(This article was first published in Kodesh Moment, Fall 2017)
On October 3rd, 1789, President George Washington issued a proclamation declaring a day of Thanksgiving to take place on the coming November 26th. According to the Mount Vernon Ladies’ Association, “Washington declared that the necessity for such a day sprung from the Almighty’s care of Americans prior to the Revolution, assistance to them in achieving independence, and help in establishing the constitutional government.” At that time the Spanish and Portuguese synagogue, under the leadership of Gershom Mendes Seixas (pronounced SAY-shes), developed a special service “agreeable to the Proclamation of the President of the United States of America” which included selected Psalms for the occasion, a discourse from Reverend Seixas (Rabbis were referred to as Reverends in the early history of this country) and a prayer for the government.
In Rev. Seixas’ speech he spoke about the necessity of gratitude for all the blessings in life that we receive from “the fountain of all good”. Quoting freely from Psalms and the Prophets, he attunes his audience to the great bounty of goodness that surrounds them. Invoking the daily prayers, he asks his listeners to meditate upon the kindness that is visited upon them each day, “evening, morning and noon”. He calls specific attention to the blessing of living in a country governed by a constitution that guaranteed protections for all of its citizens and would, to quote a phrase used by both Rev. Seixas and President Washington, “give to bigotry no sanction; to persecution no assistance”.
The bulk of Seixas’ remarks, however, are about the duties engendered by a feeling of thanks. He discusses obligations to God, ourselves and our community. Regarding the first, he expresses our duty to teach about God’s attributes such as kindness, care for the vulnerable and truth. In our gratitude to the Author of existence, we must feel renewed in our own endeavors to heed its imperatives to “do justice, execute judgment and walk humbly before the Lord”. Meanwhile, each individual citizen fulfills an obligation towards him or herself when together we “unite with cheerfulness and uprightness, upon all occasions that may occur in the political as well as in the moral world, to promote that which has a tendency to the public good”. Lastly, he asks the Jewish community to consider its unique obligations to itself which he explains is “to enter into self-examination; to relinquish your prejudices against each other; to subdue your passions; to live, as Jews ought to do, in brotherhood and amity; “to seek peace and pursue it”.

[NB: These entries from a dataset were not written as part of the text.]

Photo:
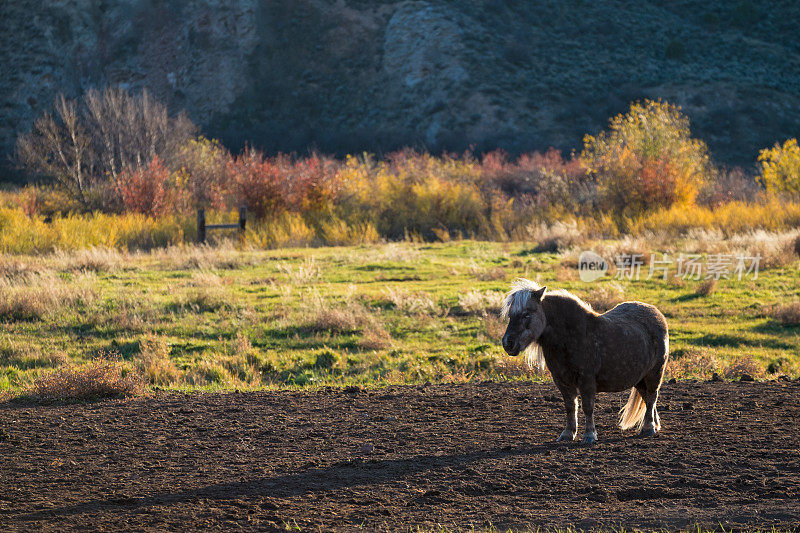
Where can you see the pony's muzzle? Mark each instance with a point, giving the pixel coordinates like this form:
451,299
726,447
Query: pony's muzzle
510,347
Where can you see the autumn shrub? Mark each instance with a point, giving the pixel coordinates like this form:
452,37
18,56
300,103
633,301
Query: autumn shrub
201,166
545,179
647,159
148,189
780,168
414,194
101,378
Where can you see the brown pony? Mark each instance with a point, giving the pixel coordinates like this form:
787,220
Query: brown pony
587,352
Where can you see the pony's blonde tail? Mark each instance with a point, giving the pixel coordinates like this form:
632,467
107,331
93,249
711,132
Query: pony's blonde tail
632,415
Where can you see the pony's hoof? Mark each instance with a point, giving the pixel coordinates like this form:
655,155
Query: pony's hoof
566,435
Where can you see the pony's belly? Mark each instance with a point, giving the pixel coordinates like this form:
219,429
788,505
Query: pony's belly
621,374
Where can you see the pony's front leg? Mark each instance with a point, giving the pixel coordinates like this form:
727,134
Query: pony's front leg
571,406
587,399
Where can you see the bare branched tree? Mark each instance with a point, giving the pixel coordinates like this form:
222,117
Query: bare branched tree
131,130
88,142
60,146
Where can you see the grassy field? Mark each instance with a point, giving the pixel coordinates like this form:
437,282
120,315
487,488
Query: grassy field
220,318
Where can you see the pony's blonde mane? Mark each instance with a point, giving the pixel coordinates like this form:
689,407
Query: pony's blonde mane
517,298
515,302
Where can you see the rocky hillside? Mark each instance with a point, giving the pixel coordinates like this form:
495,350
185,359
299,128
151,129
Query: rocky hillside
352,75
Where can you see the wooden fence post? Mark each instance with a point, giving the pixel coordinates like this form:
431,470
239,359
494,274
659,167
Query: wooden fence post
201,225
242,218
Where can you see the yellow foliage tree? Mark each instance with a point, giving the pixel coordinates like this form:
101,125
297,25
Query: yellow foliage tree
647,159
780,168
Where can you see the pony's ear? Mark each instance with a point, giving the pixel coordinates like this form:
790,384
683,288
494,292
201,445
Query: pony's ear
538,295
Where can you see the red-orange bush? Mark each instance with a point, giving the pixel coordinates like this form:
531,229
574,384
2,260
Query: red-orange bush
541,179
147,189
258,183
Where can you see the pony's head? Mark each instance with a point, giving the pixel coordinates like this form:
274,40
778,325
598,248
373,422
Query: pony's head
526,321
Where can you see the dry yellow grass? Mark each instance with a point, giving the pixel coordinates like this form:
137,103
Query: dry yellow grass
411,302
480,303
706,288
606,297
787,314
153,361
33,296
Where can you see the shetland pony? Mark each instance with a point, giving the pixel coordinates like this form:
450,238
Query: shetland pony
587,352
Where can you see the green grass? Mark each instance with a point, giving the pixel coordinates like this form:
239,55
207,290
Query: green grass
347,315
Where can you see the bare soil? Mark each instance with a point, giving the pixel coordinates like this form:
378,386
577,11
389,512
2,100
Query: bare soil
462,455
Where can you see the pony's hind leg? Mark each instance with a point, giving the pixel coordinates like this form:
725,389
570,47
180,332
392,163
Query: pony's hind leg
587,399
652,422
570,396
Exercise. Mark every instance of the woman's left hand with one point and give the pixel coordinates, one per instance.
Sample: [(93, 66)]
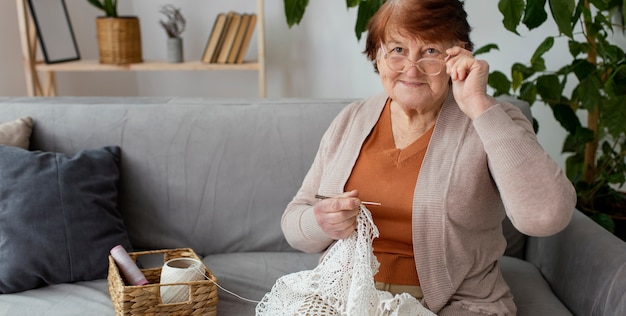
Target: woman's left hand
[(469, 81)]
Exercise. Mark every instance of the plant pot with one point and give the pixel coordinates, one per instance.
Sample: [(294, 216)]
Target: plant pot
[(175, 49), (119, 40)]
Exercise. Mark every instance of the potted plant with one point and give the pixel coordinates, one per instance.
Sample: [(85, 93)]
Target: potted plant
[(596, 68), (119, 38), (174, 26)]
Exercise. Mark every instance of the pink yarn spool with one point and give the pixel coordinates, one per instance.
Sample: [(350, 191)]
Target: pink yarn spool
[(128, 266)]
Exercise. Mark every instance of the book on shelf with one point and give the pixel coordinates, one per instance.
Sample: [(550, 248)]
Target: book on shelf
[(241, 54), (214, 38), (241, 32), (230, 38), (230, 33)]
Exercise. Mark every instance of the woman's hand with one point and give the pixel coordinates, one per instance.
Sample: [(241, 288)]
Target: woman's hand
[(337, 215), (469, 81)]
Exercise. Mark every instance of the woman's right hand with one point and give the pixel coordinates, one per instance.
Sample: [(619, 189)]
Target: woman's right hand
[(337, 215)]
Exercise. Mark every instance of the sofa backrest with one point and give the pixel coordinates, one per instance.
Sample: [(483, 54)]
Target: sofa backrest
[(211, 174)]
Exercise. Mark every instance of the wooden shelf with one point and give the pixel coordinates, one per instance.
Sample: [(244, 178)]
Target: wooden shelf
[(148, 65), (47, 86)]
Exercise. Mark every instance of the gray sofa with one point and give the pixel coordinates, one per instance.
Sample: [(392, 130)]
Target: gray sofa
[(216, 174)]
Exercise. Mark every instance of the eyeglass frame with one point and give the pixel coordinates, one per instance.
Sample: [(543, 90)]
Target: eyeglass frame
[(412, 63)]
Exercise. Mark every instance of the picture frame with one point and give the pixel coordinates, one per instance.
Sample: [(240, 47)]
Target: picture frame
[(54, 29)]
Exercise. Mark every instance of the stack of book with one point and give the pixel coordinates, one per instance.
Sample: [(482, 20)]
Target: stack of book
[(230, 38)]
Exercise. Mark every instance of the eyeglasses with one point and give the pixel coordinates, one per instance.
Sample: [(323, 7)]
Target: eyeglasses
[(401, 63)]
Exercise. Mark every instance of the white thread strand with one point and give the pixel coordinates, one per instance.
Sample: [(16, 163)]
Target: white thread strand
[(225, 290), (198, 269)]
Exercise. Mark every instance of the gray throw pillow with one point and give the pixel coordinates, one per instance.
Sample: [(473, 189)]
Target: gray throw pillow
[(58, 216)]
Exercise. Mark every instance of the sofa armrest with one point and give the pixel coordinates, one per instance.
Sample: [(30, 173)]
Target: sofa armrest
[(585, 265)]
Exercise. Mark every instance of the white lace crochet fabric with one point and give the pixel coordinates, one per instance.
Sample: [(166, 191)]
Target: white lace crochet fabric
[(342, 284)]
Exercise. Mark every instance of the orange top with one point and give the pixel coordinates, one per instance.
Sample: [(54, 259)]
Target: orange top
[(385, 174)]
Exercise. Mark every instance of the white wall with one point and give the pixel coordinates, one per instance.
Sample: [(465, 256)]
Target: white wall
[(320, 58)]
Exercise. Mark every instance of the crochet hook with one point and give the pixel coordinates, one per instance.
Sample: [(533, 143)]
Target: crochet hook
[(321, 197)]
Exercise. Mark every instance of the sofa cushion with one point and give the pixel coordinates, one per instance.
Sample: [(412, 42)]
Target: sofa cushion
[(16, 133), (251, 275), (531, 293), (58, 216)]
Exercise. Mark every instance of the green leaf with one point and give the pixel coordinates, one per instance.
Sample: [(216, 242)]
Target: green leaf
[(528, 92), (613, 116), (575, 48), (294, 11), (367, 8), (544, 47), (583, 68), (605, 221), (523, 69), (485, 49), (562, 11), (352, 3), (616, 83), (518, 78), (549, 88), (499, 82), (535, 13), (567, 117), (588, 93), (575, 143), (512, 11), (97, 4)]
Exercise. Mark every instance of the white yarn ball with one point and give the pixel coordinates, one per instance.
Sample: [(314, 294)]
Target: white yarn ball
[(176, 271)]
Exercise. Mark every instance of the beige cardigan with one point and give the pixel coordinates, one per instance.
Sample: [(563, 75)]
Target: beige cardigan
[(472, 173)]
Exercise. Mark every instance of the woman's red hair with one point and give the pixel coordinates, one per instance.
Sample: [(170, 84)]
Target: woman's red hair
[(428, 20)]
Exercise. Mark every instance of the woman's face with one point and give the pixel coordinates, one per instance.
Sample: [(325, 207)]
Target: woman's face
[(412, 88)]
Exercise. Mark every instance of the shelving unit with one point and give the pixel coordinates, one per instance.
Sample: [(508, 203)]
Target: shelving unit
[(40, 77)]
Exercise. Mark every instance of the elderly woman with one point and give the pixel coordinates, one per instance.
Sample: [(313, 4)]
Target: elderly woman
[(446, 161)]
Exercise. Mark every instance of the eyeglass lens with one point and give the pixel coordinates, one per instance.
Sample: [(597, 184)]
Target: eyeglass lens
[(425, 65)]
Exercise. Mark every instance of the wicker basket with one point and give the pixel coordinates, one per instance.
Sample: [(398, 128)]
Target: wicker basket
[(146, 299), (119, 40)]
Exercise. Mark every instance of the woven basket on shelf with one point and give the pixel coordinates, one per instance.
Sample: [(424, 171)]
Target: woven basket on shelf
[(119, 40), (146, 299)]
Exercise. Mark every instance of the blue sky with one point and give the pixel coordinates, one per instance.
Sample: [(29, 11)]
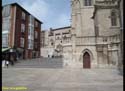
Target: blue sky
[(53, 13)]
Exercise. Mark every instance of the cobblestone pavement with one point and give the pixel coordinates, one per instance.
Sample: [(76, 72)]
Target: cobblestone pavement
[(51, 79), (40, 63)]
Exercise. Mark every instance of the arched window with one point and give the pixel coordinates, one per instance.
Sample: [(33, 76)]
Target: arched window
[(88, 2), (113, 18)]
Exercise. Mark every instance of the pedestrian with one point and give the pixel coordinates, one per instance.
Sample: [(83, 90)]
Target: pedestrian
[(7, 63)]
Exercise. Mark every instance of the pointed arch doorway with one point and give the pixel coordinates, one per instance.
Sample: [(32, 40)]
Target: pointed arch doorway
[(86, 60)]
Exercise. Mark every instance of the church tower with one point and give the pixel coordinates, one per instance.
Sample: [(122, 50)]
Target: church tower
[(82, 22)]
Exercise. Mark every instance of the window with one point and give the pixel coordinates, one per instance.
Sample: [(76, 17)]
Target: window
[(23, 15), (6, 11), (88, 2), (31, 20), (30, 44), (36, 34), (5, 40), (22, 42), (113, 18), (36, 24), (22, 28), (6, 24)]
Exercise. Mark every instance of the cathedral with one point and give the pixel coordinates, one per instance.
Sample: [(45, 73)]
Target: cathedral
[(94, 35)]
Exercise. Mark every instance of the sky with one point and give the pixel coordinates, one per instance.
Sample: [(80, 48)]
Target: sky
[(53, 13)]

Though 228 years ago, the words spoken in the country’s oldest Jewish congregation still ring true. Thanksgiving offers us a chance to feel more deeply the blessings we have each day. Accordingly, it reminds us of our most urgent obligations to imitate the Divine characteristics of loving-kindness, faithfulness to the well-being of others, and justice. It is a further reminder to support the best of what our country stands for and finally to see our own Jewish community as a vital component in providing an example of our highest ideals.